Enhanced observability in Red Hat OpenShift 4.16

2024年 7月 17日Jamie Parker, Vanessa Martini, Jose Gomez-Selles, Roger Florén

Introduction

In Red Hat OpenShift 4.16, we've enhanced observability to make your job easier. This article guides you through the latest features and integrations that help you monitor, troubleshoot, and optimize your OpenShift clusters more effectively than ever before.

Improved cluster monitoring

We've upgraded key components of the in-cluster monitoring stack, including Prometheus, Thanos, and kube-state-metrics.

New alerting rules help you identify deprecated fields in your Cluster Monitoring Operator, and monitor for errors when the Prometheus Operator fails to update object status.

The new metrics server automates installation, eliminates manual setup, reduces the load on your core Prometheus stack for improved overall performance, and provides direct access to the metrics.k8s.io API.

Logging 6.0: New features and important changes

Enhanced Log Forwarding with OpenTelemetry Protocol (OTLP)

We’ve enabled a new OLTP forwarder to increase your options for where you store logs. Many log stores have implemented OTLP receivers allowing them to receive logs over HTTP. Additionally, logs can be sent to a variety of analytics services for comprehensive data analysis.

These two enhancements give you control over how you work with your logs, allowing for custom and efficient log management solutions.

Increased cluster logging API functionality

We've also introduced a new and refined API in Cluster Logging Operator. The new API gives you a wide range of functionality, allowing for greater flexibility in how you work with logs (for example, you can use templating in log output).

Discontinuing Elastic, Fluentd, and Kibana support

As announced in the release of Logging 5.8, we're discontinuing support for Elastic, Fluentd, and Kibana. For users still relying on these components, here are the important dates to note:

Logging 5.8 (EUS release): Support for Elastic, Fluentd, and Kibana until November 2025
Logging 5.9 (non-EUS release): Support until October 2025

By focusing on modern protocols like OTLP and enhancing our APIs, we're committed to providing users with a more flexible, powerful, and future-proof logging solution in OpenShift.

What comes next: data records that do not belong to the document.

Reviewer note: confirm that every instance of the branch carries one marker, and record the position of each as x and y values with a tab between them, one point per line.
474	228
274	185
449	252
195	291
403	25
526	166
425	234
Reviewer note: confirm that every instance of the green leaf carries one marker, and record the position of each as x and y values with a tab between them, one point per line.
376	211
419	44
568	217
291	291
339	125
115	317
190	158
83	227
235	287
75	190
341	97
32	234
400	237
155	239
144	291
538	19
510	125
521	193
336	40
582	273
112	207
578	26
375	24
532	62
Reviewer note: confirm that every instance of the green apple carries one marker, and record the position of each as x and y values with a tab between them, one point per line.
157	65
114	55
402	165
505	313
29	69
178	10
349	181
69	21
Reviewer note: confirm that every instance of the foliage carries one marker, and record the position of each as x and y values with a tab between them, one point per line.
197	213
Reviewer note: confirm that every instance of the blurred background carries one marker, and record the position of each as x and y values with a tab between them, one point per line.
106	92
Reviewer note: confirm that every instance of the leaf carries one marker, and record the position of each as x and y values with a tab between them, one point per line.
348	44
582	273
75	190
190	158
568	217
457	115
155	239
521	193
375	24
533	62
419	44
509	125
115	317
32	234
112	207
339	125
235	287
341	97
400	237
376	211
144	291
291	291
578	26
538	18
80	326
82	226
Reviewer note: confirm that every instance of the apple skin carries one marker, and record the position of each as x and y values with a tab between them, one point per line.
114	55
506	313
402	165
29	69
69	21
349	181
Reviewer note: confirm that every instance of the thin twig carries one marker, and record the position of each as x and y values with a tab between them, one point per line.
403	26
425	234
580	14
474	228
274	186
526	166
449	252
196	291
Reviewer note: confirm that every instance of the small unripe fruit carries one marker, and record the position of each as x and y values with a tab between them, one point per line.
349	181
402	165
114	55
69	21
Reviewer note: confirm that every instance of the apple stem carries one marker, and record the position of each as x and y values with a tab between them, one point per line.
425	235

Observability troubleshooting journey

Korrel8r and Observability UI plugins

With the release of Cluster Observability Operator 0.3.0, you can now deploy an enhanced developer preview of Korrel8r, a powerful tool for correlating observability signals across different data sources. The new troubleshooting panel in the OpenShift web console allows for interactive navigation of these correlated signals, helping you identify and resolve issues faster.

Troubleshooting panel in the OpenShift web console > Observability Signal Correlation’s output

We're also introducing incident detection, a new feature that helps you prioritize critical alerts by grouping them by time and component. This tool groups related alerts that occur around the same time into incidents, reducing the noise from multiple individual alerts. By consolidating alerts into fewer, more meaningful incidents, it helps administrators focus on root causes more efficiently, potentially decreasing both Mean Time to Detection (MTTD) and Mean Time to Resolution (MTTR) for cluster issues.

Red Hat build of OpenTelemetry for seamless data collection

We recently announced the release of the Red Hat build of OpenTelemetry 3.2. Its content comes directly from the huge interest and adoption of OpenTelemetry in the whole ecosystem, but especially in OpenShift. That's why we are very happy to help our users to avoid vendor lock-in and focus on what really matters: observing their precious code and platform. To enable that, this release comes with many components available in technology preview that, step by step, are closing the loop of modern observability.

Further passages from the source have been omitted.